While such companies as PayPal also include these details, their cyberdefense systems are harder to penetrate. In addition, online lenders possess links to credit-scoring firms or debt collectors, which opens up the opportunity to steal information on people who have not taken out payday loans.
Tom Feltner, the Director of Financial Services at the Consumer Federation of America, commented on the vulnerability of payday loan information. He said, “When you have this amount of information . . . about consumers . . . [it] puts their banks accounts at [a] considerable risk. . . .” He added, “It is clear that we need meaningful reforms.”
The report states that some payday lending companies do share consumer information with lead generators and that some firms serve as payday loan clearinghouses. Either way, the information that is gathered can end up in a hacker’s hands.
Investigators reveal that even if stolen payday information is uncovered, it is hard to track the source.
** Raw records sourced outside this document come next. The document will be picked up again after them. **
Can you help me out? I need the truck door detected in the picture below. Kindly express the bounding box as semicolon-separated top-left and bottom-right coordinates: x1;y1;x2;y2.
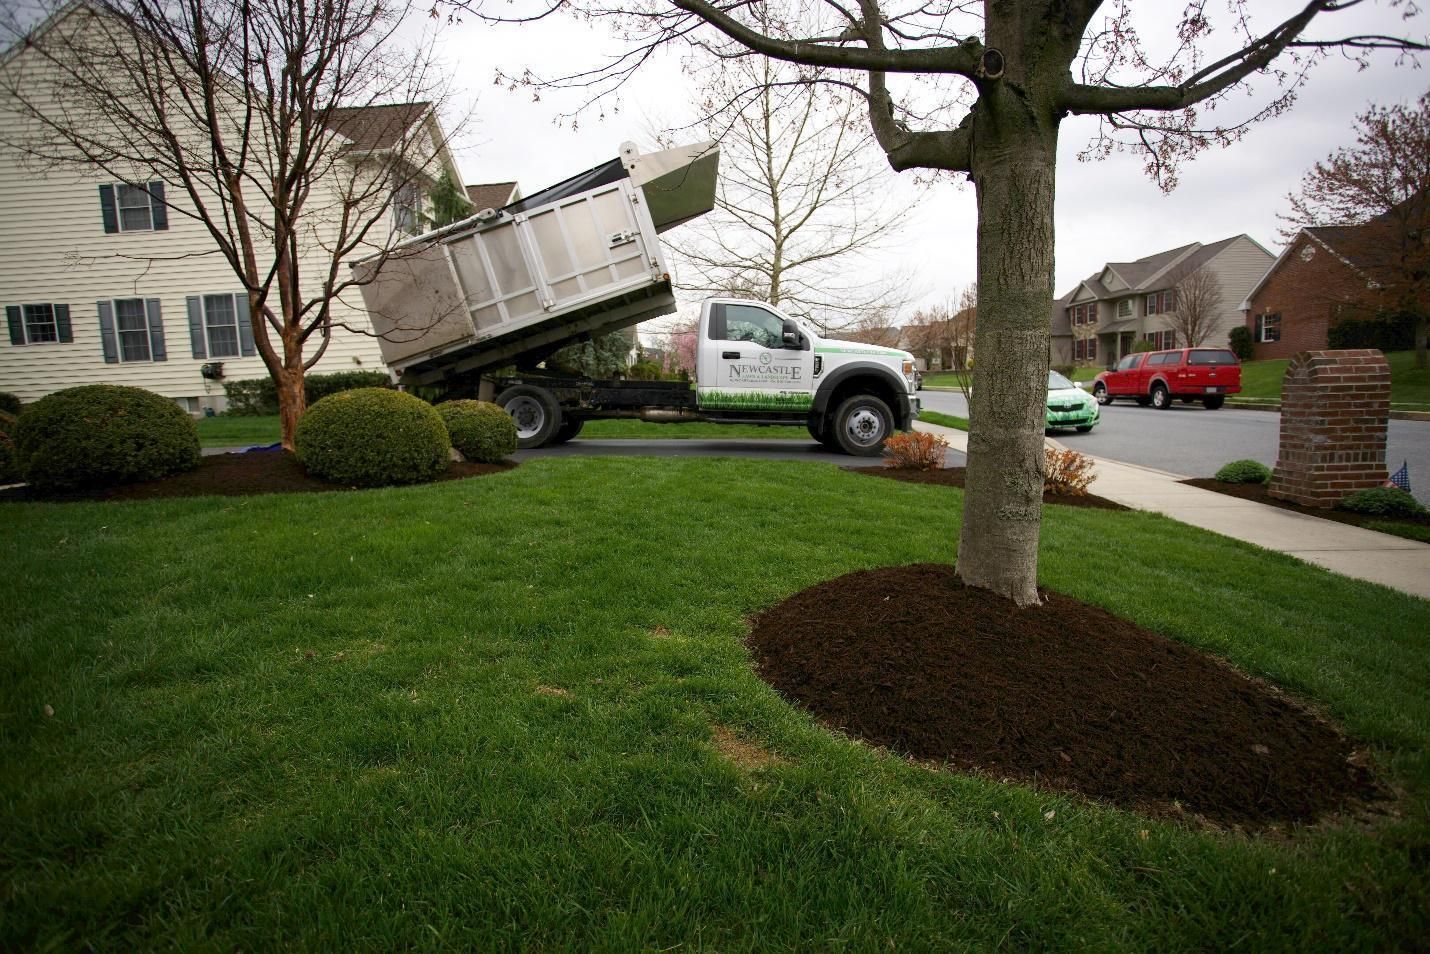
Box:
1108;353;1143;394
698;302;815;413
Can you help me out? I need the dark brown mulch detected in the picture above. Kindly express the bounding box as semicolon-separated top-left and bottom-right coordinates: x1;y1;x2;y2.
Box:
0;451;515;502
855;466;1130;511
748;563;1378;827
1184;478;1430;532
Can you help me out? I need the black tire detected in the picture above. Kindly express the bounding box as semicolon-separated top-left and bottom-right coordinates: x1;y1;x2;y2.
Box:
807;418;838;449
1203;395;1225;410
1151;384;1172;410
550;416;585;445
496;384;561;448
1075;425;1094;433
1093;383;1112;405
1135;396;1152;407
832;394;894;457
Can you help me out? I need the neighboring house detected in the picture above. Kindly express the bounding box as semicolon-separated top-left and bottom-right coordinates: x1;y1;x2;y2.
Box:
1239;222;1424;361
1051;235;1274;368
0;12;468;410
466;181;522;212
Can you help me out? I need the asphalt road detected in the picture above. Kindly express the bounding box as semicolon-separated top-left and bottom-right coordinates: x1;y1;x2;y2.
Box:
918;388;1430;505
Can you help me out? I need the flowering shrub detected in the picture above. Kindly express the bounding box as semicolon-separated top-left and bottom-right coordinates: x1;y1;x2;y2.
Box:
1044;447;1096;496
882;431;949;470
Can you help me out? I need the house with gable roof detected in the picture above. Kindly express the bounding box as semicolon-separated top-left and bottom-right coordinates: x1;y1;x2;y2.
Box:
1050;235;1274;368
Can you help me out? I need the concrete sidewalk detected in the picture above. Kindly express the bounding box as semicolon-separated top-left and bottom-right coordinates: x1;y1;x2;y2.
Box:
914;420;1430;600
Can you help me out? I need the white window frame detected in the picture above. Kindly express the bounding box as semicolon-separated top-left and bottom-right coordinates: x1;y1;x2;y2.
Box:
393;182;421;235
113;297;152;362
202;293;242;358
115;183;156;232
1259;313;1281;343
1117;298;1132;318
21;303;58;344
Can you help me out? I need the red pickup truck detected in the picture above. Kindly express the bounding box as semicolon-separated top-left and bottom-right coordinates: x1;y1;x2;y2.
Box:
1092;347;1241;410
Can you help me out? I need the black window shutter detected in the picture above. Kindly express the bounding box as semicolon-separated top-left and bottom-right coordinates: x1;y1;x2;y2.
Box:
236;291;256;356
1254;315;1263;341
6;305;22;345
148;181;168;230
97;301;119;363
186;296;207;358
145;298;166;361
54;304;72;343
98;184;119;233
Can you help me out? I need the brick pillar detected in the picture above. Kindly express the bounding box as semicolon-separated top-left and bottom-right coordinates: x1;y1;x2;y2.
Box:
1269;349;1391;508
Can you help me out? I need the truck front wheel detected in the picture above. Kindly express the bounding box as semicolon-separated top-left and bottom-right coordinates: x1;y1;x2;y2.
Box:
496;384;561;448
833;394;894;457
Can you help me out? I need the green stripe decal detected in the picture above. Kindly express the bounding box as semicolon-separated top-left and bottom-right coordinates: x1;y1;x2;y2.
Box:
698;390;813;412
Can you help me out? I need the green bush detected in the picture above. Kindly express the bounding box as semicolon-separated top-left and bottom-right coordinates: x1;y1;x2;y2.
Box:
223;370;394;416
0;410;18;483
1214;459;1271;484
1051;364;1075;378
1336;486;1427;518
0;391;21;416
626;360;665;381
1132;340;1157;353
1328;308;1416;352
1227;326;1254;361
436;400;516;463
295;388;449;487
14;385;200;490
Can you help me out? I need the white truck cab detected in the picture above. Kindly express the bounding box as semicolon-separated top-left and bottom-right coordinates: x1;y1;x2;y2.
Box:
694;299;920;454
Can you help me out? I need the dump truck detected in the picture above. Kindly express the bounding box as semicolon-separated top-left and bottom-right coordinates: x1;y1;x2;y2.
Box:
353;141;920;456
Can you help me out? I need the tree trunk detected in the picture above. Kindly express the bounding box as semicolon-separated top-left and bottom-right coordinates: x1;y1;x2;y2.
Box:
276;365;307;450
955;102;1058;607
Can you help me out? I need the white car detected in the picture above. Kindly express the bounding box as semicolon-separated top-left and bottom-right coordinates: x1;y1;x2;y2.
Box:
1045;371;1099;433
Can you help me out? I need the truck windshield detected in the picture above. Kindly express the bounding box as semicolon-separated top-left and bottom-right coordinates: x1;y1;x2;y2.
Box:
1188;349;1237;365
1048;371;1075;390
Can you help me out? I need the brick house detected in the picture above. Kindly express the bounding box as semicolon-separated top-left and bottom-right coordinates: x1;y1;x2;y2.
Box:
1239;222;1420;361
1051;235;1274;369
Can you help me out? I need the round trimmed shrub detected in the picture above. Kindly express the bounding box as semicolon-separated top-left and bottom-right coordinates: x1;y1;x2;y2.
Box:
0;410;18;483
295;388;449;487
1336;486;1427;518
1214;459;1271;484
0;391;21;415
437;400;517;463
14;385;200;490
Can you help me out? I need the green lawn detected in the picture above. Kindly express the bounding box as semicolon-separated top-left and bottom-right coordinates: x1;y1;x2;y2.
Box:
1234;350;1429;410
196;415;282;447
2;458;1427;948
918;409;969;431
197;415;808;447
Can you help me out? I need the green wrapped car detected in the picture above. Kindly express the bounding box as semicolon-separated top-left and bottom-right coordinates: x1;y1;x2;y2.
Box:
1045;370;1099;433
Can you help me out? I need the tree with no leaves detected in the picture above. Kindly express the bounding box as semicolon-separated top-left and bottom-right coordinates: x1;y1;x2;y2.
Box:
457;0;1424;605
667;48;914;331
1283;93;1430;368
1;0;455;447
1166;265;1223;348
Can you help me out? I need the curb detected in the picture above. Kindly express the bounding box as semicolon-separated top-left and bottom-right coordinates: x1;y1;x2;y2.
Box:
1226;401;1430;422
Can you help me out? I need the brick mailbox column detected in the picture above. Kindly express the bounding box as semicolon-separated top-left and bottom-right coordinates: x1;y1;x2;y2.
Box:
1269;349;1391;508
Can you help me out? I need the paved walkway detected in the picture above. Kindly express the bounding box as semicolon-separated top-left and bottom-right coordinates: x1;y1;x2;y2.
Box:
914;421;1430;601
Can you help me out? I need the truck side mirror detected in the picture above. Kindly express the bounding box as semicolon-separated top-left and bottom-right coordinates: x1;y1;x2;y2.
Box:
781;320;801;348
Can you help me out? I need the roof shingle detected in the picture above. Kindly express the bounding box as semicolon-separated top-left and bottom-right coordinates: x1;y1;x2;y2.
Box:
327;102;431;151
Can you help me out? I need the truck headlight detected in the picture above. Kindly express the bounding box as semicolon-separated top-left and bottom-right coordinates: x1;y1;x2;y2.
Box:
902;360;915;377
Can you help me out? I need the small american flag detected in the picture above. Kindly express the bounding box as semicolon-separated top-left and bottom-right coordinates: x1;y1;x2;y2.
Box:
1385;460;1411;492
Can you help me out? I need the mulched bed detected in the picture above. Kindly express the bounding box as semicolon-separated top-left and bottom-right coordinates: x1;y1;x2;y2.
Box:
0;451;515;502
748;563;1378;827
1183;478;1430;534
855;466;1129;511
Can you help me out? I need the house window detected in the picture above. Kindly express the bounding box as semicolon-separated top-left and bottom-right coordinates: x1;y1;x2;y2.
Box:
1255;312;1281;343
1087;337;1097;361
1143;330;1177;351
1117;299;1132;318
1075;338;1085;360
5;303;73;346
115;298;152;361
393;182;420;235
203;294;240;358
100;181;168;233
117;184;155;231
1146;291;1175;316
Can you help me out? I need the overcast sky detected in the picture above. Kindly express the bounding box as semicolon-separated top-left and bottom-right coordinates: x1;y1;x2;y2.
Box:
428;1;1426;320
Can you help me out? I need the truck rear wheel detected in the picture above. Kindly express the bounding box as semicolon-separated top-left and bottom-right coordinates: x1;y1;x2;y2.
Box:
1203;395;1225;410
833;394;894;457
496;384;561;448
551;416;585;444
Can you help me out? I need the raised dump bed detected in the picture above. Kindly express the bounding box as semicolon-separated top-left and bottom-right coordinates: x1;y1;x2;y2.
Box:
352;141;718;386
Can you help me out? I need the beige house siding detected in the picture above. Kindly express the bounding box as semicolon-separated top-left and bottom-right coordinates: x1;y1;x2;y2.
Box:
0;19;457;409
1200;235;1276;346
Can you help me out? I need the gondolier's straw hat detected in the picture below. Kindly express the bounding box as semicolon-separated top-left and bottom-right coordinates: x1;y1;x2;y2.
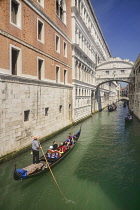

According to Lisa McGreevy, who is the CEO of Online Lenders Alliance, payday loan applicants may visit a lot of different sites and some of the sites are fraudulent – established for the exact purpose of capturing personal data.
Paul Stephens, who is a director of policy and advocacy at the Privacy Rights Clearinghouse, said “[S]ome bogus sites . . . go so far as to pay out loans . . . while selling the data to identity thieves.” He added, “Just because you’re getting the money when you’re applying online doesn’t necessarily mean [the lenders are] legitimate.”